Por: Wilson Charry
Ilustración: Gaviota Cercos
El día en que intenté visitar a mis amigos, el mundo ya era distinto, pero el barrio seguía igual:
Contenía las mismas calles polvorientas y ahuecadas por donde solía arrastrar las chanclas con mis dedos sucios y desparramados;
existía el mismo comercio alborotado, diseñado para no tener la necesidad de jamás salir de sus fronteras;
la estrechez de sus pasajes aún me daba la sensación de seguridad, distinta a la que podría sentir cualquier foráneo.

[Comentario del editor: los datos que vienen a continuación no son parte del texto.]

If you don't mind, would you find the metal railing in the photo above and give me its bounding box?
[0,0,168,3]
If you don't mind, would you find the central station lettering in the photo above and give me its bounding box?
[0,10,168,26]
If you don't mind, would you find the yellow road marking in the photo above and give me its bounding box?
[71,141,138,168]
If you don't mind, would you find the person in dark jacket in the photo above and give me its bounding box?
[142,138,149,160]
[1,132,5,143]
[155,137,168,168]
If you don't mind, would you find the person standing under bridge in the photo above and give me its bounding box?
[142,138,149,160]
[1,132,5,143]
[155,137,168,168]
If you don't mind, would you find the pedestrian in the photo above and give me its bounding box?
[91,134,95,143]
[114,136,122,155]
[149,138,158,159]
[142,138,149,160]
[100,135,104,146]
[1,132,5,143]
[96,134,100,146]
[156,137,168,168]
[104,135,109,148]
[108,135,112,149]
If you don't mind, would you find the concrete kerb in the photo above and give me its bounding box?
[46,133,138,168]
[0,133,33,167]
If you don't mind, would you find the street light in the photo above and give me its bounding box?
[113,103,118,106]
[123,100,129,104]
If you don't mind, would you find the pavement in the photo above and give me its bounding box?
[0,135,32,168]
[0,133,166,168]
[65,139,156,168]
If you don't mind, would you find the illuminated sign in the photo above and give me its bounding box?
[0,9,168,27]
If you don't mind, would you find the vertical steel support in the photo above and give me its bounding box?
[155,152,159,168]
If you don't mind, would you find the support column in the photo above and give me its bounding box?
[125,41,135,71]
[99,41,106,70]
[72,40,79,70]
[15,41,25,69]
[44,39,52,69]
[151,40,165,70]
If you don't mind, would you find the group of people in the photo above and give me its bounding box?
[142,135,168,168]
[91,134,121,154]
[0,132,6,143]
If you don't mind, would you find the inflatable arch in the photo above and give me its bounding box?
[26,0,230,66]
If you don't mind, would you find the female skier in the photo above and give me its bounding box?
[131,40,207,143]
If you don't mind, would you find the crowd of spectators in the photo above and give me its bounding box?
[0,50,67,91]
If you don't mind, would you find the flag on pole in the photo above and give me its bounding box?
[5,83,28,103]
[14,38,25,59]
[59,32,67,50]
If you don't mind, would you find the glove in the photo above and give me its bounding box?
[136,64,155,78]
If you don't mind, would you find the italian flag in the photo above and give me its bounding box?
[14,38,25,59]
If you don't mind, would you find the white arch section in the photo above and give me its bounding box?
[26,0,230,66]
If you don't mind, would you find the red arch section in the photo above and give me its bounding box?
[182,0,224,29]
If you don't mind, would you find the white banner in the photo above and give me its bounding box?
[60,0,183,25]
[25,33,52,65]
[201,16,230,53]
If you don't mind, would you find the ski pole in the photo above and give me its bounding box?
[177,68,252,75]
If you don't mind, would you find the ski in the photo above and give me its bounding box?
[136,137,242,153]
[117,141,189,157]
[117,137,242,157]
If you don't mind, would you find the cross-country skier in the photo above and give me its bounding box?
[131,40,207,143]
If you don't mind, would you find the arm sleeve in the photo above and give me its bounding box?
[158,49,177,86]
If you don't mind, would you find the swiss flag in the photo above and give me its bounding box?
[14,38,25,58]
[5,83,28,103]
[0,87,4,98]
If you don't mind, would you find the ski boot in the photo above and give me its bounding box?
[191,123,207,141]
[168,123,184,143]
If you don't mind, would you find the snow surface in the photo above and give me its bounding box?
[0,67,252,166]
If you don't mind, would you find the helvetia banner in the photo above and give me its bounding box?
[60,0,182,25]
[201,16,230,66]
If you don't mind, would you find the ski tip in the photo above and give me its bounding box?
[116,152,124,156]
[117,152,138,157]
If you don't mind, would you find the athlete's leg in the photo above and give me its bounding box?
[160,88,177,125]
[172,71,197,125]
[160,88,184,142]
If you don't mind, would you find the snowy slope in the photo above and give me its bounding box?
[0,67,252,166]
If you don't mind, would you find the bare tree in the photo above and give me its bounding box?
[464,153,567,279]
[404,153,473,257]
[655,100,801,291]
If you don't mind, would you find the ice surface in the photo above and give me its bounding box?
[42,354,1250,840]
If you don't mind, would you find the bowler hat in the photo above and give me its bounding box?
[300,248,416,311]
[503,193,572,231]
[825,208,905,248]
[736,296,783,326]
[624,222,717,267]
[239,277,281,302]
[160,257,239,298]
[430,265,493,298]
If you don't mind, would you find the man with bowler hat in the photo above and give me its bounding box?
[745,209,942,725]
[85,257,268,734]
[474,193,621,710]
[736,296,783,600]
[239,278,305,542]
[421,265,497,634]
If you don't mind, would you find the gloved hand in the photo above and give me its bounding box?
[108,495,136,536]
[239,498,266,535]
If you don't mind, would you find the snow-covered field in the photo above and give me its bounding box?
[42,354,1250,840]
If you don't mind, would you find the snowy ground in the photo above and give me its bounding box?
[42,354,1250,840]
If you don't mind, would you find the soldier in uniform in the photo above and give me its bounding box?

El día en que intenté visitar a mis amigos, el mundo ya era distinto, pero el barrio seguía igual:
Aún predominaban los racimos de gente colgada de los viejos vehículos camperos;
en cada esquina abundaba la diversidad infinita de alimentos criollos para la venta;
el arrabal aún gozaba de los mismos árboles notables, como los laureles de la India, ceibas, higuerones y guayacanes, hogar de pájaros amarillos que siempre me cantaron, pero que solo hasta aquel día escuché.
El día en que intenté visitar a mis amigos, el mundo ya era distinto, pero el barrio seguía igual:
Como algo inexplicable —y que solo hasta aquel día noté—, aún la gente, como yo, usaba pantalones largos para transitar los andenes, a pesar de que el sol picaba en nuestros cuerpos con una humedad tan alta que cualquier ropaje se adosaba a nuestra piel;
también sus casas de escalinatas acaracoladas a plena vista continuaban edificadas sin un patrón fijo, como evidenciando el esfuerzo que cada familia había hecho por construirlas como mejor había podido: unas de dos pisos, con visibles fierros de sus columnas en las terrazas, como con la esperanza de que algún día construirían un tercero;
otras en pie con lo justo y necesario, sin ninguna esperanza de poner un nuevo ladrillo. Los ensordecedores sonidos de variados ritmos musicales invadían el ambiente, como compitiendo por quién gozaba del mejor sabor en su vivir.
El día en que intenté visitar a mis amigos, luego de un largo peregrinar, el mundo ya era distinto; pero solo para mí, porque ellos siguieron con su vida y sus sueños dentro de aquel mundo, del que quizá yo ya no tenía cabida;
el mundo era distinto, pero con el sentimiento intacto por nuestra compartida infancia, aunque aquel sentir ya no era tan robusto como para que ellos me permitieran entrar en sus días cotidianos.
El día en que quise visitar a mis amigos, me quedé triste, porque quedaron abrazos por dar, fotografías que tomar e historias que contar.